The original Miramar home was sold after Senator Jones’s death in 1912, later turned into a hotel, and finally demolished to be replaced with more modern hotel buildings.  All the while this tree has continued to flourish.  It is currently over 80′ tall with a crown approximately 120′ wide, making it one of the larger Moreton Bay Fig in Southern California.  Today the tree has ample space in which to thrive in the serene setting of the Miramar Hotel’s attractively landscaped entranceway. Given its protected status, it may in time reach the 150′ spread that trees of this species is capable of.
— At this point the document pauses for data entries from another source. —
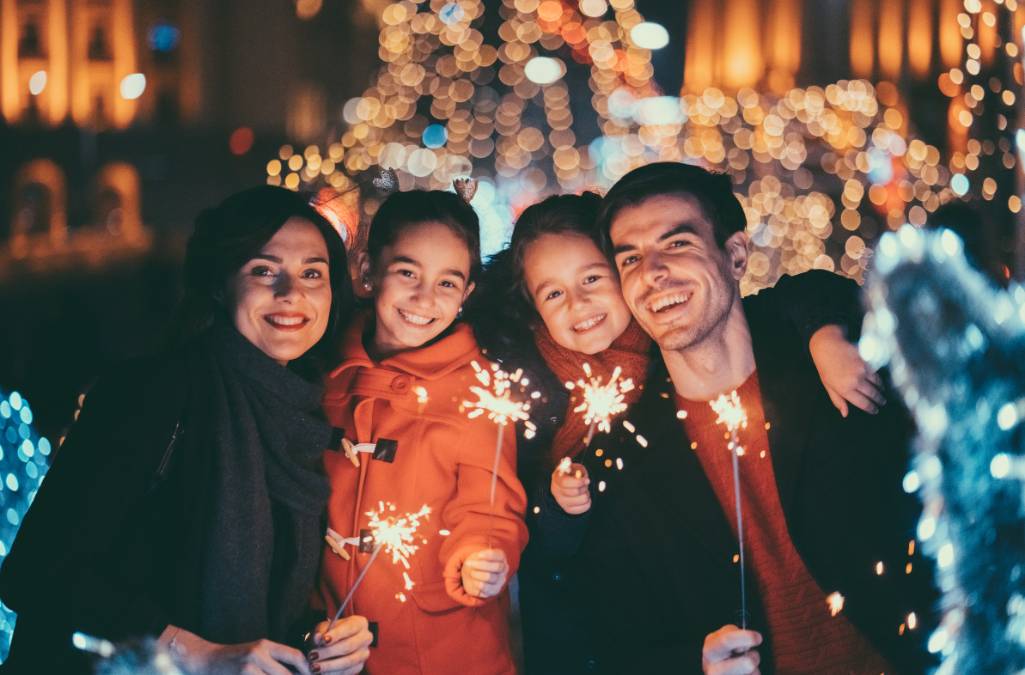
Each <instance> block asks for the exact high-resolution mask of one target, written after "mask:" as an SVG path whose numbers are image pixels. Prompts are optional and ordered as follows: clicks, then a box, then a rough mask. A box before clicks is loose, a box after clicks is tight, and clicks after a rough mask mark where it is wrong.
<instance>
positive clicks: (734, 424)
mask: <svg viewBox="0 0 1025 675" xmlns="http://www.w3.org/2000/svg"><path fill="white" fill-rule="evenodd" d="M708 405H709V406H711V409H712V412H714V413H715V414H716V415H717V416H719V417H717V418H716V419H715V424H723V425H725V426H726V429H727V431H729V433H730V444H729V445H728V446H727V449H728V450H729V451H730V457H732V458H733V496H734V501H735V504H736V510H737V543H738V546H739V547H740V553H739V561H740V627H741V628H744V629H746V628H747V584H746V581H745V576H746V565H745V562H744V512H743V508H742V507H741V505H740V460H739V458H740V456H741V455H743V454H744V449H743V447H742V446H741V445H740V435H739V432H740V429H743V428H746V427H747V413H746V412H745V411H744V408H743V406H741V405H740V396H738V395H737V392H736V391H731V392H730V395H729V396H727V395H725V394H720V396H719V398H716V399H715V400H709V402H708Z"/></svg>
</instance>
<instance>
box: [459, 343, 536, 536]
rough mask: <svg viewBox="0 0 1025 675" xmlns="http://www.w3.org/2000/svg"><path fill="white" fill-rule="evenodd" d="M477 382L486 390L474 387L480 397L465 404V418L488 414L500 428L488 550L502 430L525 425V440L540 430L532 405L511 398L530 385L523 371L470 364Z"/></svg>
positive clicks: (495, 453)
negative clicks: (480, 384)
mask: <svg viewBox="0 0 1025 675" xmlns="http://www.w3.org/2000/svg"><path fill="white" fill-rule="evenodd" d="M470 366H473V367H474V373H475V376H476V377H477V381H478V382H480V383H481V385H483V386H479V385H476V384H475V385H471V386H470V387H469V391H470V393H473V394H475V395H476V396H477V400H463V402H462V405H463V407H464V408H466V409H468V411H469V412H468V413H466V417H468V418H469V419H475V418H478V417H480V416H481V415H484V414H487V415H488V419H489V420H491V421H492V422H494V423H495V425H496V426H497V427H498V433H497V434H496V436H497V437H496V439H495V461H494V463H493V464H492V466H491V492H490V493H489V495H490V496H489V502H490V504H491V517H490V518H489V520H488V522H489V524H488V546H489V548H490V546H491V543H490V542H491V519H492V518H494V515H495V490H496V487H497V481H498V463H499V461H500V459H501V455H502V428H503V427H504V426H505V425H506V424H508V423H509V422H512V423H514V424H515V423H516V422H523V424H524V427H525V430H524V434H523V435H524V436H525V437H527V438H533V437H534V433H535V432H536V431H537V427H536V426H535V425H534V423H533V422H531V421H530V402H529V400H523V402H521V400H516V399H515V398H512V385H514V384H517V385H519V386H520V387H523V386H525V385H526V384H527V380H526V378H524V377H523V371H522V370H521V369H517V370H516V371H514V372H512V373H511V374H510V373H506V372H505V371H503V370H502V369H501V368H499V367H498V365H497V364H491V367H490V368H482V367H481V365H480V364H478V363H477V362H476V361H475V362H470Z"/></svg>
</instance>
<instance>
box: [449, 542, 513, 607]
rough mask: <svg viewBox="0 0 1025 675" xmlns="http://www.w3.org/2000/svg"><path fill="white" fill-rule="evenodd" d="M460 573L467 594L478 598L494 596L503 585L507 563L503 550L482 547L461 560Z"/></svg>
mask: <svg viewBox="0 0 1025 675" xmlns="http://www.w3.org/2000/svg"><path fill="white" fill-rule="evenodd" d="M460 574H461V575H462V588H463V590H465V591H466V594H467V595H471V596H474V597H479V598H489V597H494V596H496V595H498V593H499V592H501V590H502V588H503V587H504V586H505V579H506V578H507V577H508V574H509V563H508V560H506V559H505V552H504V551H502V550H501V549H497V548H489V549H482V550H480V551H478V552H476V553H474V554H471V555H470V556H469V557H467V558H466V559H465V560H464V561H463V563H462V568H461V569H460Z"/></svg>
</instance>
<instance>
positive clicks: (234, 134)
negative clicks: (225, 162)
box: [228, 127, 253, 156]
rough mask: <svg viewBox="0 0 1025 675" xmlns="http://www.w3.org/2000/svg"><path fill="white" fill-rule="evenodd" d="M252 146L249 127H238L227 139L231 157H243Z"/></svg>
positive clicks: (247, 152)
mask: <svg viewBox="0 0 1025 675" xmlns="http://www.w3.org/2000/svg"><path fill="white" fill-rule="evenodd" d="M252 146H253V130H252V129H250V128H249V127H239V128H238V129H236V130H235V131H233V132H232V135H231V137H230V138H229V139H228V147H229V150H231V151H232V155H237V156H242V155H245V154H246V153H248V152H249V151H250V150H252Z"/></svg>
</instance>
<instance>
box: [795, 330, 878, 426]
mask: <svg viewBox="0 0 1025 675" xmlns="http://www.w3.org/2000/svg"><path fill="white" fill-rule="evenodd" d="M808 348H809V350H810V351H811V352H812V361H814V362H815V368H816V369H817V370H818V371H819V377H820V378H822V384H823V386H825V388H826V393H828V394H829V399H830V400H832V403H833V406H835V407H836V410H838V411H839V413H840V415H843V416H844V417H847V413H848V408H847V402H851V403H852V404H854V405H855V406H857V407H858V408H860V409H861V410H863V411H865V412H866V413H870V414H873V415H874V414H875V413H877V412H878V410H879V409H878V407H879V406H883V405H884V404H886V403H887V400H886V398H885V397H884V396H883V392H881V387H883V382H881V380H879V376H878V375H876V374H875V373H873V372H872V370H871V368H869V367H868V364H866V363H865V362H864V361H862V358H861V355H860V354H859V353H858V347H856V346H855V345H853V344H851V343H850V342H848V341H847V338H846V337H844V331H843V330H842V329H840V328H839V326H834V325H830V326H823V327H822V328H820V329H819V330H817V331H815V334H814V335H812V339H811V341H810V342H809V344H808Z"/></svg>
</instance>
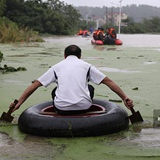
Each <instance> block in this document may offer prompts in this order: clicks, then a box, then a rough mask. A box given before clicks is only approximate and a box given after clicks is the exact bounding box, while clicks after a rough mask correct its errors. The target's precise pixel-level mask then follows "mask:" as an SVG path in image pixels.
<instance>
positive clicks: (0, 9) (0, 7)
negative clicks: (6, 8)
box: [0, 0, 6, 16]
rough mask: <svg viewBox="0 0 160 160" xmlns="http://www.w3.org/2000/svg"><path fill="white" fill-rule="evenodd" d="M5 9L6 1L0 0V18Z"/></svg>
mask: <svg viewBox="0 0 160 160" xmlns="http://www.w3.org/2000/svg"><path fill="white" fill-rule="evenodd" d="M5 7H6V0H1V1H0V16H1V15H2V14H3V11H4V10H5Z"/></svg>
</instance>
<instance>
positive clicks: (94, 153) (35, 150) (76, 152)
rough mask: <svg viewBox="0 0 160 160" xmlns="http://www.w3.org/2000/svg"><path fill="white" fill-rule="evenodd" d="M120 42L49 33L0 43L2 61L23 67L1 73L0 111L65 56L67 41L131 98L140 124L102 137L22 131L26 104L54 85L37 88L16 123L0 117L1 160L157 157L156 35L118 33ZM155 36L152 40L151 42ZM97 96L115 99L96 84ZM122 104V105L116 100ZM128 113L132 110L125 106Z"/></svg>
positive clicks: (156, 62)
  1. Fred Basten. An Illustrated Guide to the Legendary Trees of Santa Monica Bay.  Santa Monica:  Graphics Press, 1980.
  2. George T. Hastings.  Trees of Santa Monica.  Second Edition.  Santa Monica:  1956.
  3. George T. Hastings and Grace L. Heintz. Trees of Santa Moncia. Reivsed Edition. Santa Monica: 1976
  4. Santa Monica Landmarks Tour.  Santa Monica: City Planning Division, 2003.
  5. Staff Report for Miramar Moreton Bay Fig Tree. Santa Monica, City Planning Division.